Auch Lehmann hat vor vielen Jahren eine Krankheit in den Norden geführt. Wegen der asthmatischen Bronchitis ihres Sohnes zog sie von Potsdam an die Ostsee. Zum 50. Todestag Gorkis hat sie 1986 die Ausstellung im Museum neu gestaltet. Seitdem gibt es dort nur noch wenig Texte. „Ich wollte ein Museum zum Anfassen und Begreifen“, sagt sie.

„Menschen werden wie Brüder leben“

Nach der Wende hat es Stimmen gegeben, Gorki passe nun nicht mehr in die Zeit und damit auch das Museum. „Von solcher Bilderstürmerei halte ich gar nichts“, sagt Karin Lehmann.
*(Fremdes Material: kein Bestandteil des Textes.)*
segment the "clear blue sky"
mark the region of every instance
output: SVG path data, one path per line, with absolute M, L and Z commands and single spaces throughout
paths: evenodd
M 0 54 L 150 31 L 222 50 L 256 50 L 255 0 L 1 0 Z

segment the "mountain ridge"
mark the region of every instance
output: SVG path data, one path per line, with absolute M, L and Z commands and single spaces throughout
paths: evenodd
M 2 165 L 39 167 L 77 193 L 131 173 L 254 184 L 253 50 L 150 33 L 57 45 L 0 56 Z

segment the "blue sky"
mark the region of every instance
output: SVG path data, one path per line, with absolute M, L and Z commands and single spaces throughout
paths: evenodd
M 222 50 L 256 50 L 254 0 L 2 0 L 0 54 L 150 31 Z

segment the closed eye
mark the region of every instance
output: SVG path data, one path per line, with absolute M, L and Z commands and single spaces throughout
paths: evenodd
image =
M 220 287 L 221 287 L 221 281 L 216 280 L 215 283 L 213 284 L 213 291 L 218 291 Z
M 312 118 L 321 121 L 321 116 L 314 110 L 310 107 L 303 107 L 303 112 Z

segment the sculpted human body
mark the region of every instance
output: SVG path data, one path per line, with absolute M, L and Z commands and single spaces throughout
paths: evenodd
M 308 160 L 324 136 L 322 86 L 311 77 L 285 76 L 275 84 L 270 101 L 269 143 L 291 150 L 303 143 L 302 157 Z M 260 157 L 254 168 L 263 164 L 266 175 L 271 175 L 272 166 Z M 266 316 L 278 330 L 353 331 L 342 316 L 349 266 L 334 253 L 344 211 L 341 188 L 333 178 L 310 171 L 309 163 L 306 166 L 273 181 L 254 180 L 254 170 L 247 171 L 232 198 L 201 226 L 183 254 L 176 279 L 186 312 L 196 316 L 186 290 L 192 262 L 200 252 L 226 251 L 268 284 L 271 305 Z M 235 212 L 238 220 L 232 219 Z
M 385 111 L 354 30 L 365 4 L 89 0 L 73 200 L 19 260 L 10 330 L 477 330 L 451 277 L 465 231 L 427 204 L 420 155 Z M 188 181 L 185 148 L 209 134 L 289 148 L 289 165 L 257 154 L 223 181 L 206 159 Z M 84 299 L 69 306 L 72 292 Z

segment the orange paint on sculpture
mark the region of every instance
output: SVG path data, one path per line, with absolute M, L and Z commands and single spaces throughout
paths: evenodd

Als Kompromiss wurde der Name in Museum Villa Irmgard geändert, das Haus erinnert heute nicht nur an Gorki, es ist ein Kultur- und Begegnungszentrum. Doch die Adresse ist immer noch wie zu DDR-Zeiten die Maxim-Gorki-Straße 13. Und viele Besucher kommen nicht zuletzt wegen Gorki. Der hatte bei seiner Abreise ins Gästebuch geschrieben: „Und dennoch und trotz alledem werden die Menschen eines Tages wie Brüder leben.“ Neulich hat sich ein älteres Ehepaar aus Konstanz im Gästebuch auf den Satz bezogen. Er sei „eine ewige Hoffnung, ohne die das Leben trostlos wäre“, heißt es in dem Eintrag.